To evaluate how tolerant and susceptible germplasm performs under field conditions, a group of selected genotypes (based on the greenhouse screening) were grown in the field at NDSU in the spring/summer of 2016. Ten susceptible (ADP-4, ADP-19, ADP-10, ADP-62, ADP-670, ADP-648, ADP-428, ADP-462, ADP-440, ADP-5) and 10 tolerant genotypes (ADP-630, ADP-626, ADP-651, ADP-618, ADP-603, ADP-650, ADP-672, ADP-673, ADP-604, Royalty) were planted in a randomized complete block design (RCBD) in a split-plot arrangement, with three replicates per genotype. Each replicate consisted of a two-row plot, with 80 seeds per row. The field was located on the NDSU campus in Fargo, ND (46° 53′58″ N, 96°48′52.3″ W). The soil in this field contains 2% sand, 45% silt, and 53% clay. All the plots were grown under normal well-drained conditions until V2 developmental stage, at which point the designated plots were continuously flooded using a sprinkler irrigation system. After 10 days of flooding, a survival score of each plot was visually estimated from 0 (all plants were dead) to 5 (all plants survived). On the same day, SPAD index of three random plants per line was measured using the SPAD 502 Chlorophyll Meter. Above-ground tissues of three random plants per plot were collected, dried for 2 weeks and weighed.

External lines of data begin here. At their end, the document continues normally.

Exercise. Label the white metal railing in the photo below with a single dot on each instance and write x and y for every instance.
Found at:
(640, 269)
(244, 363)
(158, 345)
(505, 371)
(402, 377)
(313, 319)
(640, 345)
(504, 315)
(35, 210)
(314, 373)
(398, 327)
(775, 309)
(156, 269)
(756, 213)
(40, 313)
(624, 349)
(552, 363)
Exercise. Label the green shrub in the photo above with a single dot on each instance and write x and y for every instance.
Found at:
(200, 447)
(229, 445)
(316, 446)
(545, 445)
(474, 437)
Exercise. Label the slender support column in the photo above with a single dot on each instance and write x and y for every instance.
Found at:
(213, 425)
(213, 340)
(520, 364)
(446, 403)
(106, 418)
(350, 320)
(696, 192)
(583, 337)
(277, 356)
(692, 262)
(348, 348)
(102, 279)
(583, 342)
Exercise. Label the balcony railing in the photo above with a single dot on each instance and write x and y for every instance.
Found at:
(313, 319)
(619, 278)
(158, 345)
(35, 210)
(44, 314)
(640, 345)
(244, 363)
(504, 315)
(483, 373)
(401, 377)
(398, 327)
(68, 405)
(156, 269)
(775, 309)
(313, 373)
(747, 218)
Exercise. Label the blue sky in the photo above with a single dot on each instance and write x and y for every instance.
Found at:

Pythium Isolation and Pathogenicity Test

Based on the greenhouse screening results, two genotypes susceptible to excess water conditions (ADP-4 and ADP-41) were grown in a greenhouse at Michigan State University. Plants were grown in top soils obtained from Michigan (MI) and North Dakota (ND). Two distinct soil sources were used in this experiment to account for the potential Pythium species variation between regions. Following flooding for 1 week at V2 stage, roots and stems were surface sterilized in fresh 10% bleach and rinsed clean of bleach with sterile water. Plant material was placed on 20% clarified V8 agar amended with ampicillin (250 mg L−1), rifampicin (10 mg L−1), pimaricin (5 mg L−1), and terraclor (133.3 mg L−1, Jeffers and Martin, 1986). Plates were incubated for 3 days at room temperature and colonies with Pythium-like growth were subcultured on 20% V8 agar until a pure culture was obtained. DNA from each pure Pythium-like isolate (total n = 18, n = 6 from North Dakota, n = 12 from Michigan) was extracted by repeated freeze-thaw and the internal transcribed spacer (ITS) region was amplified with the primer pair ITS1F and ITS4R (White et al., 1990) following the conditions published previously (Kageyama et al., 1997) using high-fidelity Pfu Turbo DNA Polymerase (Agilent, Santa Clara, SA, USA). PCR amplification was checked with gel electrophoresis and amplicons were purified with the Wizard SV Gel and PCR Clean-up System (Promega, Madison, WI, USA). Amplicons were quantified fluorometrically with the Qubit (Thermo Fisher, Waltham, MA, USA) and sequenced at the Michigan State Genomics Core. ITS sequences were deposited in NCBI under accession numbers: from MH109027 to MH109043. ITS sequences were identified with BLASTn against the nt database. The hits with the lowest E-value were selected as the most significant match.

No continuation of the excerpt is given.